De su primer baluarte, por ejemplo, surgen descripciones como esta, donde se percibe la esperanza: “Mauricio empezó a jugar. Algún día será bello, ahora es mocoso, será alto, ahora es patilargo porque los pantalones le quedan cortos, es desgreñado, un día tendrá unos bucles de seda, baboso es ahora, un día su boca será sensual” (p. 23-24).

De su segundo baluarte se desprende su conocimiento de la realidad y la manera de contar los hechos, mediante la voz de una protagonista casi elemental: “Benito se toma un tinto, le gusta sentarse al fondo, en una mesa esquinera porque domina el panorama, pero de otra mesa lo saludan, lo invitan a sentarse, ya conocen al profesor que enseña en Robledo, le abren campo, él acepta, agradece, él saluda, se sienta, la charla ha comenzado, pero ya le cogerá el hilo, uno no tiene necesidad de llegar a tiempo, cuando el suceso es de impacto se comenta una y otra vez, tal como sucede en la radio que le da vueltas y vueltas al mismo asunto, y en la televisión a la misma imagen, entre más conmueve más se repite” (p. 33).

Adelaida ha sabido compenetrarse con esa atmósfera de opresión y de terror, pero no para hacer el recuento de los muertos ni solazarse en la descripción de las masacres, sino para dejar discurrir la historia global y las muchas historias personales que se trenzan en ella como un rompecabezas. Cada una de esas individualidades se entrecruza con las otras en una narración fluida, como una conversación natural en la que se van delineando los personajes. Personajes memorables, por lo sencillos y corrientes, con los cuales cualquiera de nosotros ha hablado en algún momento de nuestra vida, como el profesor Quintero, Marcial el barquero, la profesora Catalina, Mauricio el alumno, los docentes compañeros, el Mago, los alumnos, el cura, las vacas, los potreros, las plantaciones de caña y, por supuesto, el río.
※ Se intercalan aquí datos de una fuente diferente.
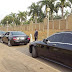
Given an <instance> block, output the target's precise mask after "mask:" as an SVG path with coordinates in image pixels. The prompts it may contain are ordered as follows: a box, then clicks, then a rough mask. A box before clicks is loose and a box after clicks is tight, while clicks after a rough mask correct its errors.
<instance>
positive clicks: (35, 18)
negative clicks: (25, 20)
mask: <svg viewBox="0 0 72 72" xmlns="http://www.w3.org/2000/svg"><path fill="white" fill-rule="evenodd" d="M35 24H37V16H35Z"/></svg>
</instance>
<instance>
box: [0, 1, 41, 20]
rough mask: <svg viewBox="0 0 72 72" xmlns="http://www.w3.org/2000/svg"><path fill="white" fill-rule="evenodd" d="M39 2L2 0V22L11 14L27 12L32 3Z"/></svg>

De una manera casi elemental, y esta es una de las virtudes de la novela, la problemática del país se descubre en un solo escenario. Se concentran en él la corrupción, los paramilitares, los guerrilleros, los narcotraficantes, la mafia, la represión oficial, las desapariciones, los secuestros, los muertos, el terror, la angustia de estar vivos.

El lenguaje utilizado por Adelaida es un lenguaje sencillo y sin alardes, como corresponde a una maestra rural y a un pueblo donde no existen posibilidades de progreso: “La mamá le dice que cambie de afición porque aquí los pescadores no tienen futuro, ella preferiría que el muchacho se le volviera ayudante del camionero, otro oficio no se le ocurre porque el corregimiento ofrece pocas alternativas, jornalear es una, los cortadores de caña son los que más ganan pero no salen del pueblo, nunca progresan, los que trabajan arriba, cogiendo café, menos. ¡Jornalero no! En cambio, si él empieza trabajando como ayudante de chofer puede volverse chofer. También mecánico o comerciante” (p. 22).

Al ser narrada en primera persona, la novela tiene características de monólogo. Sin embargo, son múltiples los diálogos que se mezclan en el párrafo, no hay guiones identificatorios, sólo continuidad de palabras, contrapunteo de ideas, evocaciones, pensamientos, acciones pedagógicas de sencillez ejemplificante. De esta manera, como el río que fluye, se va edificando la novela, con múltiples voces que bullen en la memoria de la maestra narradora y van soltándose en una simultaneidad propia de la novela moderna.

A diferencia de las novelas del sicariato, que son episódicas y superficiales, Que me busquen en el río encarna la compleja realidad del país, narrada con sencillez, cercanía y conocimiento profundo de los hechos. Esto es lo que pienso como lector. Por eso es una novela que recomiendo leer. Estoy seguro que no se arrepentirán de encontrarse con esta historia cruel, pero bellamente escrita.